3.4 Communication in webassembly and js

As we said in the previous summary, there are only four data types in webassembly, and they are all numeric. Our c++ accumulation function only passes the number n, which represents the number of accumulations, so how do we pass complex data structures like string or object between webassembly and js? The answer is to pass a buffer of memory, which is kind of like passing a pointer of a number type between the two, and then putting the content to be passed into this shared memory. See mdn’s WebAssembly.Memory api for more details here.

1
2
3
4
5
6
7
8

//创建一个6.4MiB大的内存
const wasmMemory = new WebAssembly.Memory({ initial: 10, maximum: 100 });
WebAssembly.instantiate(wasmBinary, {
  env: {
    // 告诉webassembly这片内存咱俩一起用
    memory: wasmMemory,
  },
});

In js, you can manipulate binary data buffer by typedArray.

 1
 2
 3
 4
 5
 6
 7
 8
 9
10

// 把想要传递的数据转成 ArrayBuffer (假设是 Uint8Array)
const dataBuffer = encodeDataByJS({
  /* my data */
});
// 向 wasm 申请一段内存，由 wasm 代码负责实现并返回内存内存起始地址
const offset = applyMemoryFormWasm(dataBuffer.length);
// 以 unit8 的格式操作 wasm 的内存 (格式应该与 dataBuffer 的格式相同)
const heapUint8 = new Uint8Array(wasmMemory.buffer, offset, dataBuffer.length);
// 把数据写入 wasm 内存
heapUint8.set(dataBuffer);

4. write a webassembly demo

4.1 c++ implementation of an accumulation function

We use the above demo to implement a 1 + 2 + 3 + … + n in c++.

4.2 Generating .wasm files with emscripten

The above section mentions the use of emscripten to generate the test.wasm file.

4.3 How to call the generated .wasm file in js

We try to use the exported addAll method of this wasm file in node as follows.

1
2
3
4
5
6
7
8
9

fs.readFile("./test.wasm", (err, data) => {
  if (err) throw err;
  WebAssembly.instantiate(data).then((module) => {
    console.log("In the native WebAssembly function");
    console.time("performance1");
    console.log(module.instance.exports.addAll(50000));
    console.timeEnd("performance1");
  });
});

Because webassembly is now a web standard, various js engines have the corresponding api (WebAssembly) to call webassembly. the usage is very simple, if you are interested go to mdn and search for additional information.

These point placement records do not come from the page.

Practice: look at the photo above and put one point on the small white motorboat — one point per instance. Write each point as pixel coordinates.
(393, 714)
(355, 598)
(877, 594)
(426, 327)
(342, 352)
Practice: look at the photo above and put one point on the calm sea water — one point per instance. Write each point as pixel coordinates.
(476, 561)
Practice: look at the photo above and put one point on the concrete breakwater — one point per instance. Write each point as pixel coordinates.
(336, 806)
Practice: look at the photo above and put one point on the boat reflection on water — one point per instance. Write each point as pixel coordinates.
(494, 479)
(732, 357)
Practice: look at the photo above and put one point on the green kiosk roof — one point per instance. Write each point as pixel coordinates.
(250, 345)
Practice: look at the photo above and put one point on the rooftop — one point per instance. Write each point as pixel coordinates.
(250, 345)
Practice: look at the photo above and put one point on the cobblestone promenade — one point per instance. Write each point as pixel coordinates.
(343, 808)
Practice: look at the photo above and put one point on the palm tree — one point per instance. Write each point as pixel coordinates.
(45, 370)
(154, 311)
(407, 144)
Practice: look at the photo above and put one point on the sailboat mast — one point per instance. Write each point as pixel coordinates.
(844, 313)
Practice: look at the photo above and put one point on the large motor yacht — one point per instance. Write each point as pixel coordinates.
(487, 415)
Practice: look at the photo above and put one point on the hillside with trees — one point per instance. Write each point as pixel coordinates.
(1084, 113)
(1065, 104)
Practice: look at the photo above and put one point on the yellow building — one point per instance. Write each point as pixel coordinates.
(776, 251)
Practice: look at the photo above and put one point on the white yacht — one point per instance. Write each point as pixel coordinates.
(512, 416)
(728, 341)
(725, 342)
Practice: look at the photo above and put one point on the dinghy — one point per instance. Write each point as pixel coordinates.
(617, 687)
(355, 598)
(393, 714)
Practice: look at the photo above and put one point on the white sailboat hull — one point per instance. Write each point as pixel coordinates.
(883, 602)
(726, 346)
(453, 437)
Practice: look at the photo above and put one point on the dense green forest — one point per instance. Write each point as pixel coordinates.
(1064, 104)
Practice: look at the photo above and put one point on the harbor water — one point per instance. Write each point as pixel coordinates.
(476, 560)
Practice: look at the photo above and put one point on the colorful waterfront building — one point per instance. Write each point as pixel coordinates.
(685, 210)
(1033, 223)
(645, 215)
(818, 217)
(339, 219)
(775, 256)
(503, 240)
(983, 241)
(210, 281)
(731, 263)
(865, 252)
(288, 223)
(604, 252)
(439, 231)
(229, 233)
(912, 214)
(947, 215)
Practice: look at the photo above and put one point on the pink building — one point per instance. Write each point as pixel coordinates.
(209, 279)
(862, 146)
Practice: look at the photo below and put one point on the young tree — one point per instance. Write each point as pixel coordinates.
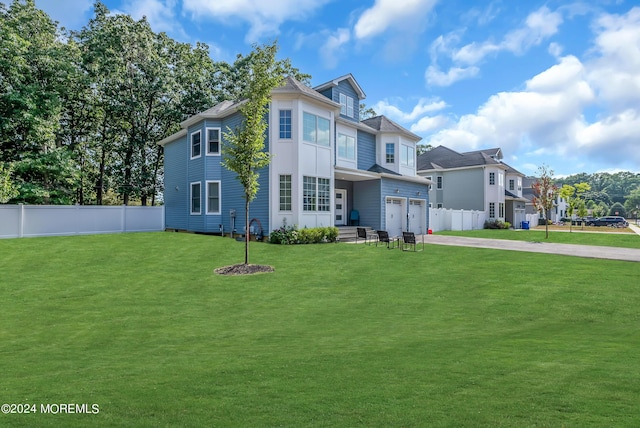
(244, 151)
(545, 192)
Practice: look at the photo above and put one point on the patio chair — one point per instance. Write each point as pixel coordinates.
(409, 242)
(367, 236)
(383, 236)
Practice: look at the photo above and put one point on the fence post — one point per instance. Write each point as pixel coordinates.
(20, 220)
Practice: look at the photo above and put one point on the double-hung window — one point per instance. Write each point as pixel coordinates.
(195, 145)
(213, 197)
(213, 141)
(285, 192)
(195, 198)
(316, 129)
(346, 147)
(285, 124)
(346, 105)
(407, 155)
(390, 152)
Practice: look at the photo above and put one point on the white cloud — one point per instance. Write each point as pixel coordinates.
(435, 77)
(264, 17)
(333, 48)
(423, 107)
(386, 14)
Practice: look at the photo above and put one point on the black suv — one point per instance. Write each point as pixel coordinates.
(613, 221)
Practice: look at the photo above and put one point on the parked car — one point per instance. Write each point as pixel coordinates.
(613, 221)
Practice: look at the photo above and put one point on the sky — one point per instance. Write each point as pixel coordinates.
(553, 83)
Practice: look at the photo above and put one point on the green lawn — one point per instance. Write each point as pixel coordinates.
(616, 239)
(339, 335)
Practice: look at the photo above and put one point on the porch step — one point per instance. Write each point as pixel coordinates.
(349, 233)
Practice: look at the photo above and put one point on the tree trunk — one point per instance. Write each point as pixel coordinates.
(246, 230)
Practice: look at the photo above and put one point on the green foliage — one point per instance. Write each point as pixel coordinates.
(496, 224)
(292, 235)
(8, 190)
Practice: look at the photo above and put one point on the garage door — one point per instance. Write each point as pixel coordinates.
(416, 216)
(394, 217)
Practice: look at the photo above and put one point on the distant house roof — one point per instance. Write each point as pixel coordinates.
(444, 158)
(335, 82)
(386, 125)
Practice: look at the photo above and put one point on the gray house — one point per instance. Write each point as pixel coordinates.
(328, 167)
(476, 180)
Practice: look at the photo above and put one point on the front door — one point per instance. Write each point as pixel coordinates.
(340, 207)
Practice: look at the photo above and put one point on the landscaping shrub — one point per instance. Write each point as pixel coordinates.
(313, 235)
(496, 224)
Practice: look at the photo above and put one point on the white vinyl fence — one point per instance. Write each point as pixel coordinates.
(445, 219)
(17, 221)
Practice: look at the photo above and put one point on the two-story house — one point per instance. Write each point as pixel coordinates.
(326, 164)
(476, 180)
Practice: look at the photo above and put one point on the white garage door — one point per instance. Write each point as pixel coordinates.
(416, 216)
(394, 217)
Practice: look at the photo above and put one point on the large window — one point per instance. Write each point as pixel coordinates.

4.4 Rough comparison of computational performance

 1
 2
 3
 4
 5
 6
 7
 8
 9
10

function addAll(n) {
  var result = 0;
  console.log("In the Javascript");
  console.time("performance2");
  for (let i = 0; i < n; i++) {
    result += i;
  }
  console.log(result);
  console.timeEnd("performance2");
}

js and webassembly execute 0 + 1 + 2 + ... + 50000 on my computer is webassembly: 0.07ms; js: 4.886ms; just a simple calculation shows the performance difference.

5. runtime for webassembly

wasmer

In addition to the browser and node, we talk about two webassembly runtimes, the first one is wasmer, the official website says that this runtime can run on any device, it looks more like a docker container and can run wasm. use it to run our cumulative wasm.

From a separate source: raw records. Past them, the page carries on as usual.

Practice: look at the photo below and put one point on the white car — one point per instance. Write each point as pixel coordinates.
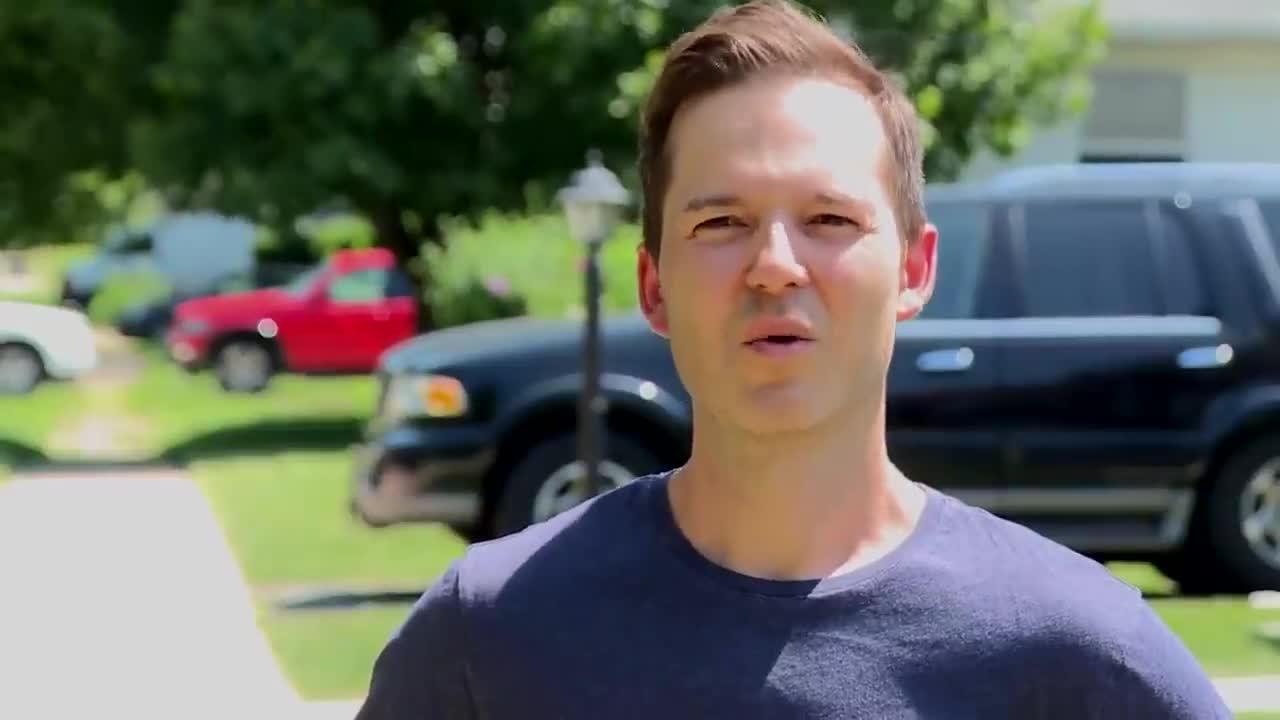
(42, 342)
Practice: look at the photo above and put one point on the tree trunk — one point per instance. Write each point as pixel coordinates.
(407, 250)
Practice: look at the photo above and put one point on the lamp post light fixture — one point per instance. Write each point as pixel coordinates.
(593, 206)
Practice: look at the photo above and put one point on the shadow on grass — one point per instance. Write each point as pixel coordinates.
(346, 600)
(18, 454)
(266, 437)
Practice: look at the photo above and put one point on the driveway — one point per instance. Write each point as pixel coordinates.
(122, 598)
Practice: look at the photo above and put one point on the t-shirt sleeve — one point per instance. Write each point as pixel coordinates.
(421, 673)
(1160, 678)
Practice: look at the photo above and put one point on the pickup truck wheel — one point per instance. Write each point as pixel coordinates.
(21, 369)
(549, 479)
(243, 365)
(1244, 516)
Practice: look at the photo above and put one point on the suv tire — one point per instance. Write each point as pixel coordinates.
(243, 365)
(549, 468)
(21, 369)
(1252, 469)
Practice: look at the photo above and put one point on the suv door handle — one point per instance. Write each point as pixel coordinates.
(1205, 356)
(950, 360)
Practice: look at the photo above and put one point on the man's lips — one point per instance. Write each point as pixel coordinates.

In addition, wasmr also provides a tool called wapm, which is a bit like npm, and some users on its community will upload their own compiled wasm toolkit, which you can download and run directly in wasmer.

There will even be a wapm_packages and a .lock file under the wapm project, similar to our package.lock.

wasm-micro-runtime

This runtime was developed by the Chinese team at intel and is intended to run on top of iot devices with the following supported platform architectures.

1. X86-64, X86-32

2. ARM, THUMB (ARMV7 Cortex-M7 and Cortex-A15 are tested)

3. AArch64 (Cortex-A57 and Cortex-A53 are tested)

4. MIPS

5. XTENSA

   The runtime was compiled locally according to the tutorial and was able to run our cumulative wasm method successfully.

   

   The generated runtime command line file iwasm is only 212k.

6. webassembly now in use scenarios

In the w3c online conference on August 29, 2020, several technology majors introduced their scenarios with webassembly respectively:

1. Typical scenario 1: bilibili, using webassembly to check video content when users upload videos and generate recommended covers based on the videos, all these operations are implemented in the user’s browser (front-end).

   

2. intel on embedded devices, using Webassembly to implement a set of application frameworks.

   

3. Unity game engine also has webassembly implementation.

4. Emulator (emulator) such as game boy emulator.

5. some media processing sites, squoosh, ogv.js, Photon, etc.